It's a classic of Spanish politics: when you have a problem, stimulate the gastric fluids of your voters, whom you privately consider shorter than a rabbit's tail, and make them salivate by brandishing a good cut of Catalanophobia.
And that's why Carlos Mazón, always short on intellectual and political resources, didn't think better of it than to play the big shot with the announcement in Les Corts that he wants the Valencian Academy of Language to be renamed the Academy of the Valencian Language. Footnote: he doesn't have the votes to change the law of the Academy, nor, much less, to change the Statute of Autonomy, so what he said and nothing are the same thing.
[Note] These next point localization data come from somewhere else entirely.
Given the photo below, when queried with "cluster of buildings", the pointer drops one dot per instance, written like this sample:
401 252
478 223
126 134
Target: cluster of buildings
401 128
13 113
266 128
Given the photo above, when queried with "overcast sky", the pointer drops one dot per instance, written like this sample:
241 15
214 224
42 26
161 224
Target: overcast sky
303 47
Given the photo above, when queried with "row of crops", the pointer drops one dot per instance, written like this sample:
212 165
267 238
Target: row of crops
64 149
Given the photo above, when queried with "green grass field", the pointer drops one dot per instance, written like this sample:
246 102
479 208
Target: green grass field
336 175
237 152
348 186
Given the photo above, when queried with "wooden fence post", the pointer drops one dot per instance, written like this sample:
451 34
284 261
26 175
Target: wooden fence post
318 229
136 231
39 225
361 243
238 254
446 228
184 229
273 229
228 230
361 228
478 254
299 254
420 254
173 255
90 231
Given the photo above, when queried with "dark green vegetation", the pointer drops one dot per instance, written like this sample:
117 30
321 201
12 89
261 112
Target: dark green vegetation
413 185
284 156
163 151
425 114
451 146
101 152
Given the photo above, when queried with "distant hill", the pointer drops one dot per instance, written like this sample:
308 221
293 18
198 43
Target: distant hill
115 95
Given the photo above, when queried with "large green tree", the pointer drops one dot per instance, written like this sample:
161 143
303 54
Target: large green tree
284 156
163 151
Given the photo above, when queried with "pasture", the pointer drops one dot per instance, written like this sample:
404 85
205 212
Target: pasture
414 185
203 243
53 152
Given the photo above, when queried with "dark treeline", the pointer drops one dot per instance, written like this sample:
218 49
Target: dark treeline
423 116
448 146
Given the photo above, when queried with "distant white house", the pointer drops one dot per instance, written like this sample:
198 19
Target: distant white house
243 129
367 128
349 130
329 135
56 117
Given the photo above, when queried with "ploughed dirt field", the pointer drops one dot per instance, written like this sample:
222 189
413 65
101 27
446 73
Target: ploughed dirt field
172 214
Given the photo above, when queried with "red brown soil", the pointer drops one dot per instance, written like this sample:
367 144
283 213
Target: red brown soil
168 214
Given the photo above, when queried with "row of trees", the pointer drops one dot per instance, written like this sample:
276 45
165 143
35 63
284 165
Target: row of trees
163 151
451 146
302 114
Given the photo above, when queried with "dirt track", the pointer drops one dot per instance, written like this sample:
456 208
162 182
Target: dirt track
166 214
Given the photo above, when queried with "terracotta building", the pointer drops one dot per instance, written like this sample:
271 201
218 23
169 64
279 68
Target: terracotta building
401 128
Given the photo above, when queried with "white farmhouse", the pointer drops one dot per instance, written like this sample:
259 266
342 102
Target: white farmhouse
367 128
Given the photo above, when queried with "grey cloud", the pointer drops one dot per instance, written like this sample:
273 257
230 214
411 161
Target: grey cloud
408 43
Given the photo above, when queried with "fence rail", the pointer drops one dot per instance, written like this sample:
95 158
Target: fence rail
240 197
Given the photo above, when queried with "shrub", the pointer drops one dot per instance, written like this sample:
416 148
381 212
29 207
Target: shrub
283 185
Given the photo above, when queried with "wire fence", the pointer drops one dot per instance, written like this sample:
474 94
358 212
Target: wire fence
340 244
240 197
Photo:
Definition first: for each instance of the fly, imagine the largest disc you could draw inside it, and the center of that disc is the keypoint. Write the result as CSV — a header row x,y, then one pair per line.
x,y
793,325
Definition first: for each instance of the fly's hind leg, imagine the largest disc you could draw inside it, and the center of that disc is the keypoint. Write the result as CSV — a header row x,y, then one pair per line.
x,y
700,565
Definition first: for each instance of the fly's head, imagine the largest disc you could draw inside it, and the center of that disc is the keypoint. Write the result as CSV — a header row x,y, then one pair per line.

And if he wants to continue going around the world defending that the Earth is flat, that's up to him with his ignorance.
The most miserable aspect of the situation is that this isn't about heralding new glory in Spain, but rather using Catalan to divert attention from the fact that it will soon be eleven months since a DANA announced early this morning in all the media, in which more than two hundred people died in Mazón's absence.
Mazón is still president of the Valencian Community, and has already secured some of the perks associated with the position. And it's even likely that there are Valencians willing to give him their trust again. But Mazón is already condemned and will carry the DANA until the last day of his life. And as Joan Baldoví aptly said, "things are bad for the PP if the alternative to Mazón is Paco Camps."